Futebolista, português, emigrante...
Entre ganhar dinheiro e defender o jogador português, essa espécie em vias de extinção por estes relvados, está a ver-se o que motiva dirigentes, chefes de departamentos de futebol e empresários. As comissões são o sol que ilumina o futebol indígena.
Entre ganhar dinheiro e defender o jogador português, essa espécie em vias de extinção por estes relvados, está a ver-se o que motiva dirigentes, chefes de departamentos de futebol e empresários. As comissões são o sol que ilumina o futebol indígena.
O sr. de la Rouchefoucauld, que conhecia bastante bem os seres humanos, escreveu um dia que: "A hipocrisia é a homenagem que o vício presta à virtude". Sabia do que falava: a hipocrisia é fingir uma qualidade que não se tem. E fazer de conta que se tem uma real vontade de ver o mundo sem desigualdades. Finge-se, para que tudo continue na mesma. O hipócrita é aquele que não possui a qualidade que diz ter. Este descer ao relvado da hipocrisia tem a ver com o que vimos no jogo entre o Vitória de Guimarães e o Benfica para a Taça da Liga.

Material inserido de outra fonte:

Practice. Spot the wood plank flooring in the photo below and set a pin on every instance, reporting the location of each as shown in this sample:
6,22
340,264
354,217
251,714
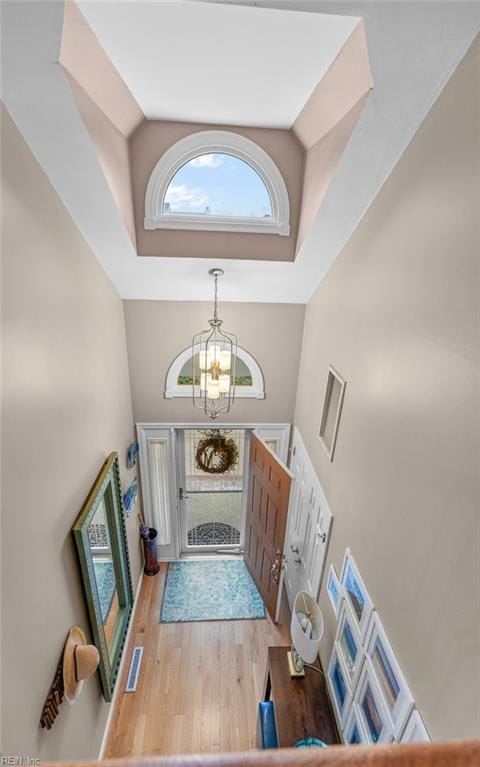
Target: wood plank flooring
199,685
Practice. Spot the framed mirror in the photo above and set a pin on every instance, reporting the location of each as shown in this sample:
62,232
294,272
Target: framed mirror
101,541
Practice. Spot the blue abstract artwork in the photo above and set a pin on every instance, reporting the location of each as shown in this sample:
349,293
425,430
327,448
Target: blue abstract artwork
105,578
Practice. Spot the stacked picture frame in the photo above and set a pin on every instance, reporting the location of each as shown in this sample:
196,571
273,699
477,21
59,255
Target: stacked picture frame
371,699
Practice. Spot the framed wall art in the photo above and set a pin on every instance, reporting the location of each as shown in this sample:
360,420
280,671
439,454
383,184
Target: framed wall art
394,688
349,644
356,594
340,692
332,408
371,707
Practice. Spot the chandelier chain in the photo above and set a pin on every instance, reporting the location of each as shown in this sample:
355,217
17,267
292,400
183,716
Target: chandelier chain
215,315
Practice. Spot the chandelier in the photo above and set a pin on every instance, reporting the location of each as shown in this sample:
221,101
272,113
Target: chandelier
214,353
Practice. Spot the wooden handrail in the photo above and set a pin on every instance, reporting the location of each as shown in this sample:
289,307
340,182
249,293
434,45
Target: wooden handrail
453,754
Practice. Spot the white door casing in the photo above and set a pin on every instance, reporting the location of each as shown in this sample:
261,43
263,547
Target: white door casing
310,522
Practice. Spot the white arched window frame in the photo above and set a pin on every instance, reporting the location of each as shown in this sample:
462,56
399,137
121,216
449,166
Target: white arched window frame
173,389
217,142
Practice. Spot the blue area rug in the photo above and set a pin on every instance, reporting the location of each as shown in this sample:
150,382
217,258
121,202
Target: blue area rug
105,577
210,590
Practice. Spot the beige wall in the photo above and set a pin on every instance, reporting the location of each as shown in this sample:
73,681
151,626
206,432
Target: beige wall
397,316
157,331
66,405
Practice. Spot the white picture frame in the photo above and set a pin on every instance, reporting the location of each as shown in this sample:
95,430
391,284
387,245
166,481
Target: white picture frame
334,590
415,730
394,688
331,411
354,732
340,691
355,593
349,643
372,710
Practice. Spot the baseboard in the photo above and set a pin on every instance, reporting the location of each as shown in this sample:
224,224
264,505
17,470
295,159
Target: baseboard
120,672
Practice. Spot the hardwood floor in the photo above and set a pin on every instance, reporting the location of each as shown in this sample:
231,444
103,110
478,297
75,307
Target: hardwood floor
199,685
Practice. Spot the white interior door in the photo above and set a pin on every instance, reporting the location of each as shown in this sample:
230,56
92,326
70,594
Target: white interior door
158,472
310,522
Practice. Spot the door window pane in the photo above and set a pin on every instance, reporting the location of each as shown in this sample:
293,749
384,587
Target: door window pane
158,457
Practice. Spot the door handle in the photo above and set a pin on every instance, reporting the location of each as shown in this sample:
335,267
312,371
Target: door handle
276,567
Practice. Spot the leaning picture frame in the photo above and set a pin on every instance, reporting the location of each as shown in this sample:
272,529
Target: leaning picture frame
101,540
334,590
356,594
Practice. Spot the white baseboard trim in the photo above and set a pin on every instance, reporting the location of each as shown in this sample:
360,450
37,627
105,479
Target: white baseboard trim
113,703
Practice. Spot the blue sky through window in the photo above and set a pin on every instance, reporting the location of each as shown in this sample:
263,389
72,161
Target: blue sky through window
218,185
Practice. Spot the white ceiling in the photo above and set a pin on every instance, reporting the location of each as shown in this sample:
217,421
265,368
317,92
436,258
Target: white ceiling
225,64
413,49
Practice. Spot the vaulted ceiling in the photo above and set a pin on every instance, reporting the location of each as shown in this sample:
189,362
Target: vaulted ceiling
140,66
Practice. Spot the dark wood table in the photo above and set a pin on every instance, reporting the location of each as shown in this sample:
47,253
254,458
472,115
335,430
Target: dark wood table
302,706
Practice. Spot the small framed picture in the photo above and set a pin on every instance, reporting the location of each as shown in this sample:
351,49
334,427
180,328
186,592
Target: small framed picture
349,643
415,731
371,707
355,733
332,408
334,590
356,594
340,692
395,692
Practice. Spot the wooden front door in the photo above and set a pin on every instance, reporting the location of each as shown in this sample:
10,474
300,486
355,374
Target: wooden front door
269,483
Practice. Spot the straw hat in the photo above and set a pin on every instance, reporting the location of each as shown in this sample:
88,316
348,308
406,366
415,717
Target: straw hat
80,660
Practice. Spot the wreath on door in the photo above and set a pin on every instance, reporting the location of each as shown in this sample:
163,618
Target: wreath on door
216,454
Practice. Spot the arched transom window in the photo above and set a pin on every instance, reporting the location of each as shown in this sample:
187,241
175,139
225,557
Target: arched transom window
217,181
248,376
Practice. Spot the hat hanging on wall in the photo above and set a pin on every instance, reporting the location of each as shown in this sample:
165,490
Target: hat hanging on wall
80,661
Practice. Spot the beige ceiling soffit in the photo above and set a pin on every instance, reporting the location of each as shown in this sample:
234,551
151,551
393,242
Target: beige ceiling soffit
346,81
84,58
112,152
321,163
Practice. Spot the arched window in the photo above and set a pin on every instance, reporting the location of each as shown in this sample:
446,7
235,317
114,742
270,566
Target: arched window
248,376
217,181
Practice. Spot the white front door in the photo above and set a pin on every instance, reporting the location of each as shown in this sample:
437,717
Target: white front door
310,522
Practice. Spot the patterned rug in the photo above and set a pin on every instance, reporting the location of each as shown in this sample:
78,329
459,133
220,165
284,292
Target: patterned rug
210,590
105,577
213,534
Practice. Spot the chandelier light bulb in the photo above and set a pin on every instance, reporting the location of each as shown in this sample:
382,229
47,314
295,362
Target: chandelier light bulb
225,360
224,384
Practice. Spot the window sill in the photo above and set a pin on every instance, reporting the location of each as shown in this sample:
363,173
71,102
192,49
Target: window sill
217,224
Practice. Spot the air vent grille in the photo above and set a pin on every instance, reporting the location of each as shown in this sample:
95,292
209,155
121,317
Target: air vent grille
134,669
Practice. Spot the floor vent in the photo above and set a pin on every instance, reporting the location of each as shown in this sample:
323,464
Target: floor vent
134,669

Segundo parece, para promover o jogador português (essa espécie em vias de extinção nos campo de futebol de Portugal), a Liga de Clubes obriga os clubes que participam na Taça da Liga a actuar com dois jogadores portugueses durante 45 minutos. O Benfica, hoje em dia conhecido por conseguir muitas vezes alinhar sem um único futebolista indígena, conseguiu o feito de, durante 45 minutos, colocar dois portugueses em campo: o sr. Eduardo e o sr. Nelson Oliveira. Cumprido o desiderato, o sr. Nelson Oliveira, ao fim de 45 minutos, foi recambiado para um retemperador banho. O Benfica sentiu que cumpriu a sua obrigação. E só não retirou o sr. Eduardo porque ele, pelos vistos, precisa de jogar uns minutos para que o sr. Paulo Bento não se esqueça que existe.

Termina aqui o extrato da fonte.